Today, we announce that Mistral-NeMo-Base-2407 and Mistral-NeMo-Instruct-2407, Mistral AI’s 12 billion parameter large-scale language model for text generation, are now available to customers through Amazon SageMaker JumpStart I’m happy to be able to do this. You can try out these models with SageMaker JumpStart. SageMaker JumpStart is a machine learning (ML) hub that provides access to algorithms and models that can be deployed with one click to perform inference. This post explains how to discover, deploy, and use the Mistral-NeMo-Instruct-2407 and Mistral-NeMo-Base-2407 models for various real-world use cases.
Overview of Mistral-NeMo-Instruct-2407 and Mistral-NeMo-Base-2407
Mistral NeMo, a powerful 12B parameter model developed through a collaboration between Mistral AI and NVIDIA and released under the Apache 2.0 license, is now available in SageMaker JumpStart. This model represents a significant advance in multilingual AI capabilities and accessibility.

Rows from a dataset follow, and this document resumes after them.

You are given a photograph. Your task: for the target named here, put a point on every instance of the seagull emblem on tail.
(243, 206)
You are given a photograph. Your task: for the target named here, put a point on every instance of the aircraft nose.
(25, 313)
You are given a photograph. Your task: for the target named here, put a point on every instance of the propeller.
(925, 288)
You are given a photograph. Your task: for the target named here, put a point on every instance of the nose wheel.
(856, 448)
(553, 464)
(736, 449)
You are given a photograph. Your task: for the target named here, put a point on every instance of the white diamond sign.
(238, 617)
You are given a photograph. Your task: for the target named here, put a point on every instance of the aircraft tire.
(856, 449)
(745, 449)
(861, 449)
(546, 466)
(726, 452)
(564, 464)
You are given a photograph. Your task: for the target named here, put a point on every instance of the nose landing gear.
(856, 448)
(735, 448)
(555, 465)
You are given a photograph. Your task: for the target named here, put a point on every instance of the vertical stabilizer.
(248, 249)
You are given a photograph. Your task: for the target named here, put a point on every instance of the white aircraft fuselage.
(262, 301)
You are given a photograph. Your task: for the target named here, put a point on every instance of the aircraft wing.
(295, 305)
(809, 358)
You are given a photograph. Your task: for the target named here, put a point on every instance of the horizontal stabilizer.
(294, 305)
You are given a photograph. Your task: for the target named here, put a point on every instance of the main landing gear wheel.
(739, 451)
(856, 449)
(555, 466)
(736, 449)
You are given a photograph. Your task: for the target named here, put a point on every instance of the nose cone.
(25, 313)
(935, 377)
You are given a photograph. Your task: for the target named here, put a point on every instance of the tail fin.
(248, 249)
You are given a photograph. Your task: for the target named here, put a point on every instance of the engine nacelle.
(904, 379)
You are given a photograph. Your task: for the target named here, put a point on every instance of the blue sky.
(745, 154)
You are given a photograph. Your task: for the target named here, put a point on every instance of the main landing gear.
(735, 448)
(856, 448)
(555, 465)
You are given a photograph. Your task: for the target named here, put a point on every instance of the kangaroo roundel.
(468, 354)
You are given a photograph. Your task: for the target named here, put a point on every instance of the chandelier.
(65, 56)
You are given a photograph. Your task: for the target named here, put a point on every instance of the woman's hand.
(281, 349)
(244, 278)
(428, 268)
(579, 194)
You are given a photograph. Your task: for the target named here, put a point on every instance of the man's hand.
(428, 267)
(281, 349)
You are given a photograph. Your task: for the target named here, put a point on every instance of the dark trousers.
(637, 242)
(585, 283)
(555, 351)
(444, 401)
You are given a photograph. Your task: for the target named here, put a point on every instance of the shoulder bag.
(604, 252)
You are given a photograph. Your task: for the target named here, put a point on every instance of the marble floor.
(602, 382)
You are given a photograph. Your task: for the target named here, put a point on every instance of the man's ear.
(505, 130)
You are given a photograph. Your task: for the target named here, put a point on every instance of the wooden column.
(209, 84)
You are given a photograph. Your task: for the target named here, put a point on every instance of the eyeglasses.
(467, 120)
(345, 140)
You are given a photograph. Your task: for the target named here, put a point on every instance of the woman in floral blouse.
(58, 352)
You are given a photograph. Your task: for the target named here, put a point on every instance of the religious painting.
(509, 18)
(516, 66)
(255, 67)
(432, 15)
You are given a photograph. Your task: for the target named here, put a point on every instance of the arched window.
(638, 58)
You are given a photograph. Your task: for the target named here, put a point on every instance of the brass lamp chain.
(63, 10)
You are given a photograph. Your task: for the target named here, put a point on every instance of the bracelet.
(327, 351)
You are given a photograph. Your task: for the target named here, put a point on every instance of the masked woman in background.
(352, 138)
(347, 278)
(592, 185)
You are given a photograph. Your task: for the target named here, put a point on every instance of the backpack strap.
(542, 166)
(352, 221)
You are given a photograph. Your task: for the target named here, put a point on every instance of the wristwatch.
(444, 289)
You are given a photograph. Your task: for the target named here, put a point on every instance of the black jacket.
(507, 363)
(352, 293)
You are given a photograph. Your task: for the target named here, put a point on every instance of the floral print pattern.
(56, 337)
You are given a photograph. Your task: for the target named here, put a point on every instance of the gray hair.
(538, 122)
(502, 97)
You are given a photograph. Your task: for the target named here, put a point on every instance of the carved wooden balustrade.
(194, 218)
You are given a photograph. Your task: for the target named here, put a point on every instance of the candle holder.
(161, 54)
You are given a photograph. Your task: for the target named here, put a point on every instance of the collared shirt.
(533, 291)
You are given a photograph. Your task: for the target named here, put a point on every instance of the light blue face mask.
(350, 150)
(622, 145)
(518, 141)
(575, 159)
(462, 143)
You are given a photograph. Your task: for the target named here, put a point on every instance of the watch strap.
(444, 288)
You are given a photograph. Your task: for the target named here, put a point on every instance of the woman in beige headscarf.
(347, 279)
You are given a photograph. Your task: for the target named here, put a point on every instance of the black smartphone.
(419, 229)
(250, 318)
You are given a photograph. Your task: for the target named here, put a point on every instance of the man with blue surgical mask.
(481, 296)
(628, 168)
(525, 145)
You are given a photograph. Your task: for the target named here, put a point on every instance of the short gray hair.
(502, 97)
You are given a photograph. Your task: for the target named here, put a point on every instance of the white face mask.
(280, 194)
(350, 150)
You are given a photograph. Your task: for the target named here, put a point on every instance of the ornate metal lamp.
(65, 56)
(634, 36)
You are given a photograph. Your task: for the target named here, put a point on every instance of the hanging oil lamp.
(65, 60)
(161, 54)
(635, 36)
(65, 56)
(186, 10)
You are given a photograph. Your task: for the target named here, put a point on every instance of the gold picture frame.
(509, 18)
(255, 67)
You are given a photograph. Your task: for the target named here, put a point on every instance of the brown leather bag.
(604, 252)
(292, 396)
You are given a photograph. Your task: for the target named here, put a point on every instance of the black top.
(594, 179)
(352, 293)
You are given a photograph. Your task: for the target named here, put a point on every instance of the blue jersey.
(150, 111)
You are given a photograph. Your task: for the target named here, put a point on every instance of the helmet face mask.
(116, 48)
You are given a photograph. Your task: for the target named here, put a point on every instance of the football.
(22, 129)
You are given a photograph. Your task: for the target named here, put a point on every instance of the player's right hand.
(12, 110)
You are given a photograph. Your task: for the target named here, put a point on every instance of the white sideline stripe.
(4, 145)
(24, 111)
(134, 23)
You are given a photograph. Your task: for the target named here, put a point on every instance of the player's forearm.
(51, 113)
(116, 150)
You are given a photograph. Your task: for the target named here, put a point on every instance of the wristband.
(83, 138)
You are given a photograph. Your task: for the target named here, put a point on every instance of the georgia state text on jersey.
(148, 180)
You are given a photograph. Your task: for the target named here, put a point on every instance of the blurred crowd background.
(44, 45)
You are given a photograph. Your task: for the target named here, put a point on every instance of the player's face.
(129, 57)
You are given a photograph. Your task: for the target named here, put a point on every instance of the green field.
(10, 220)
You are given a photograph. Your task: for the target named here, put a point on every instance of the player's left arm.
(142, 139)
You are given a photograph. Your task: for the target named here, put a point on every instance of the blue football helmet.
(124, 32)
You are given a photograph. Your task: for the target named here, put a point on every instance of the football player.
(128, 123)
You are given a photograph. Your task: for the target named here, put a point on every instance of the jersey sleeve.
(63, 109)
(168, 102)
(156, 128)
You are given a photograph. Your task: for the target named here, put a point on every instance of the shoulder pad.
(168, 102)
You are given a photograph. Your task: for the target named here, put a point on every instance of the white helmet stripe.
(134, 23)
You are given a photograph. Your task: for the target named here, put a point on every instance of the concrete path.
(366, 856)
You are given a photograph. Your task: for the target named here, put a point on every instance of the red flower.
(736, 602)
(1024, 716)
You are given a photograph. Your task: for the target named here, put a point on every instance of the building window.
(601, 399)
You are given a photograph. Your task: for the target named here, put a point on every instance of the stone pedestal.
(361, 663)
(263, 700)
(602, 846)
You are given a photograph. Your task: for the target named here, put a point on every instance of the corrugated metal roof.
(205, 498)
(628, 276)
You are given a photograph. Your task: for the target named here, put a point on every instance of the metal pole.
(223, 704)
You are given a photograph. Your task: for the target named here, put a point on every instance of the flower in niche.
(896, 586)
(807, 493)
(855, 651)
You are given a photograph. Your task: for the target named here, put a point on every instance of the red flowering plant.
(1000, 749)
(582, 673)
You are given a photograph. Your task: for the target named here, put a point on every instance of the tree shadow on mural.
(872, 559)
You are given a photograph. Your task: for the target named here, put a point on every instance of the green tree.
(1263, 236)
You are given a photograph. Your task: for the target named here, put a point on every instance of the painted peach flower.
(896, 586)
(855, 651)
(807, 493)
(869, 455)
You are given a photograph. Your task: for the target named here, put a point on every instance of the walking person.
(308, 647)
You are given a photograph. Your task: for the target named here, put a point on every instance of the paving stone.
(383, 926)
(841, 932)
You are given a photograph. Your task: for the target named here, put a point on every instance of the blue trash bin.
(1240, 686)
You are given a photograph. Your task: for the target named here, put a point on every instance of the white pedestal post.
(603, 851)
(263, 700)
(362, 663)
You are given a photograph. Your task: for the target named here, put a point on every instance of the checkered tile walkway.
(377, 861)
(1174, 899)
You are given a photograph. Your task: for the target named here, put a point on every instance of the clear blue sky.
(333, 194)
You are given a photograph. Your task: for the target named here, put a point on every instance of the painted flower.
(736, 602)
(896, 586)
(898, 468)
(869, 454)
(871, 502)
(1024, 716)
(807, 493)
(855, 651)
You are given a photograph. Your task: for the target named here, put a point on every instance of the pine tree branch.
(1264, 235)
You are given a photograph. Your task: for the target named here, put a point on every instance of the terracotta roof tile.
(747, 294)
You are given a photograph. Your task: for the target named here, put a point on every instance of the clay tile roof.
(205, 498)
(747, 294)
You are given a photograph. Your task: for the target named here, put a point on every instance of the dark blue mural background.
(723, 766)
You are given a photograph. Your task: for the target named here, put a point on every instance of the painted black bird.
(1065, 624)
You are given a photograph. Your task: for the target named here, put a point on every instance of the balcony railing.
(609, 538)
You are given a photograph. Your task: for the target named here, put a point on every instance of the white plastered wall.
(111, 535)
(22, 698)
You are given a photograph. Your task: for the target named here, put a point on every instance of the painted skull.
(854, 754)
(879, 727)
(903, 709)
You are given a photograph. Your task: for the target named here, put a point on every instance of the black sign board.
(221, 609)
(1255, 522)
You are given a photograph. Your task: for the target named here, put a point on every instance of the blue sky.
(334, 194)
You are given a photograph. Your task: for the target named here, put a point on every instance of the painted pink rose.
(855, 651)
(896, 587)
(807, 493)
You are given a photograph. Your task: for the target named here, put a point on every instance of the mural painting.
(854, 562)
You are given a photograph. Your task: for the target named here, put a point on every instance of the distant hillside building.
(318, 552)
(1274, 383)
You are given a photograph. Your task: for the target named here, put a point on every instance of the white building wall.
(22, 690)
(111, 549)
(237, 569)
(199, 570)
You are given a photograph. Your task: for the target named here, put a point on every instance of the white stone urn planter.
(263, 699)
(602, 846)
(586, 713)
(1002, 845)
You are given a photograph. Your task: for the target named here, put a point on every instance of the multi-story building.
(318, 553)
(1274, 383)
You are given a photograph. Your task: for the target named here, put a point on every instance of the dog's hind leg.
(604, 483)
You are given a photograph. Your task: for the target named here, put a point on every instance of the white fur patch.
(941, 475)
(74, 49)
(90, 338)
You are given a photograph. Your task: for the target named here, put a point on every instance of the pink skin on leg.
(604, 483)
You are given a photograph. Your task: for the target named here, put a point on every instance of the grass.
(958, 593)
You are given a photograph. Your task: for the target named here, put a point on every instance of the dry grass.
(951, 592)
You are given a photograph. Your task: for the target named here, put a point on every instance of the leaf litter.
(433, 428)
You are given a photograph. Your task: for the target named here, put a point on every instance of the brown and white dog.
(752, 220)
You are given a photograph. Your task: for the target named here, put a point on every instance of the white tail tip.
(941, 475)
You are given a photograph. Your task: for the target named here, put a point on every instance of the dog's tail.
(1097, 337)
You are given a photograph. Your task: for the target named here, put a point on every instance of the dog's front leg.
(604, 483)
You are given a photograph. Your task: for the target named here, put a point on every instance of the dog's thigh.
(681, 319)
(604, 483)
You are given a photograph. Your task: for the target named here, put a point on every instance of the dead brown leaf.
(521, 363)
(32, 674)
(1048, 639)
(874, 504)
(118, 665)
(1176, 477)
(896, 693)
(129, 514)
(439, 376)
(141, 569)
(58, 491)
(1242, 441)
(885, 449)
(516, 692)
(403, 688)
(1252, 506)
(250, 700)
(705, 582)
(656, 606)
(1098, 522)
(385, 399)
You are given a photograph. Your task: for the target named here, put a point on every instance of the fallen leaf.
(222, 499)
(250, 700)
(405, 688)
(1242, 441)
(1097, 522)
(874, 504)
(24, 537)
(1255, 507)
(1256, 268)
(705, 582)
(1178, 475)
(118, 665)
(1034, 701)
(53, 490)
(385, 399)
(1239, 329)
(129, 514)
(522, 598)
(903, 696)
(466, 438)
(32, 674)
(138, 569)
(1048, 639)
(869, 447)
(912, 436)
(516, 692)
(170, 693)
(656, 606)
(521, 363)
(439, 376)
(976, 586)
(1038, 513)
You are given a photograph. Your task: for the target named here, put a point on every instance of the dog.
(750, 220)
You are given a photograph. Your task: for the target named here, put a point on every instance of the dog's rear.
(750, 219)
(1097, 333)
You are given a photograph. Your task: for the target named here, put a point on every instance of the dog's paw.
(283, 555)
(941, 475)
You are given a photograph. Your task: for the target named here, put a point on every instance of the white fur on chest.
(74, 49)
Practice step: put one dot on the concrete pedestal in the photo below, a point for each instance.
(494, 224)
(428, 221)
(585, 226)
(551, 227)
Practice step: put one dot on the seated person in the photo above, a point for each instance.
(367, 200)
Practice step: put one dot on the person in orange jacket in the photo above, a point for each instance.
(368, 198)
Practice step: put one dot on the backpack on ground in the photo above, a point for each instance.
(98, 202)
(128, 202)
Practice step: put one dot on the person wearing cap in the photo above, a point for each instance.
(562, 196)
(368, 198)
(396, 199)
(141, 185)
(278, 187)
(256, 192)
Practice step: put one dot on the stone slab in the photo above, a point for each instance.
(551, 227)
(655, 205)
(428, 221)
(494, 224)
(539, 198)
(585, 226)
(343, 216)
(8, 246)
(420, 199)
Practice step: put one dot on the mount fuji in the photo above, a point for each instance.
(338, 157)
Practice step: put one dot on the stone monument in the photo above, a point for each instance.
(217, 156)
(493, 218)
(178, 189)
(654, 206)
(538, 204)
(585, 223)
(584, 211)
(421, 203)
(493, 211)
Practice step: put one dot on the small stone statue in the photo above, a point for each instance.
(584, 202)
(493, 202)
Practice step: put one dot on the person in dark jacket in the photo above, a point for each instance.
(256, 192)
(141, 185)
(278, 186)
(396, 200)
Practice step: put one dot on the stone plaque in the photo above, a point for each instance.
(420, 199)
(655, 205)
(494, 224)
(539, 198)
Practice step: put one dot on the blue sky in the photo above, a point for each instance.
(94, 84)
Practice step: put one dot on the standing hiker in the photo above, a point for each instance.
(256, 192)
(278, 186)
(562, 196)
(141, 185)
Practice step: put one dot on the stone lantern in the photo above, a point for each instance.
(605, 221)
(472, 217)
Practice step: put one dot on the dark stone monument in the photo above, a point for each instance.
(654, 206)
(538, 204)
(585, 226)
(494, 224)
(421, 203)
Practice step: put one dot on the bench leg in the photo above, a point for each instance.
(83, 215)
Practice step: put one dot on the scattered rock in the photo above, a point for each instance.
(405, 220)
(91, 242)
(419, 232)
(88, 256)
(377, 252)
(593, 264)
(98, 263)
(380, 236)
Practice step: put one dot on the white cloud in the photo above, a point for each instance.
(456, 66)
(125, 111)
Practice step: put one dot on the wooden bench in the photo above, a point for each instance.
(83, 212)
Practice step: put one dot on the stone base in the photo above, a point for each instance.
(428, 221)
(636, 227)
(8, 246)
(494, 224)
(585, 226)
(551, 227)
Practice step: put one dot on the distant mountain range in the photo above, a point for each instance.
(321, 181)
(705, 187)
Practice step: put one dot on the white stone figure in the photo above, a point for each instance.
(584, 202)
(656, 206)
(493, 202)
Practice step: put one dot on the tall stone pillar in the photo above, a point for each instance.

Main features and functions
Mistral NeMo features a 128k token context window, allowing for extensive long-form content processing. This model shows good performance in inference, world knowledge, and coding accuracy. Both pre-trained base checkpoints and instruction-tuned checkpoints are available under the Apache 2.0 license, making them accessible to researchers and enterprises. Quantization-aware training of the model promotes optimal FP8 inference performance without compromising quality.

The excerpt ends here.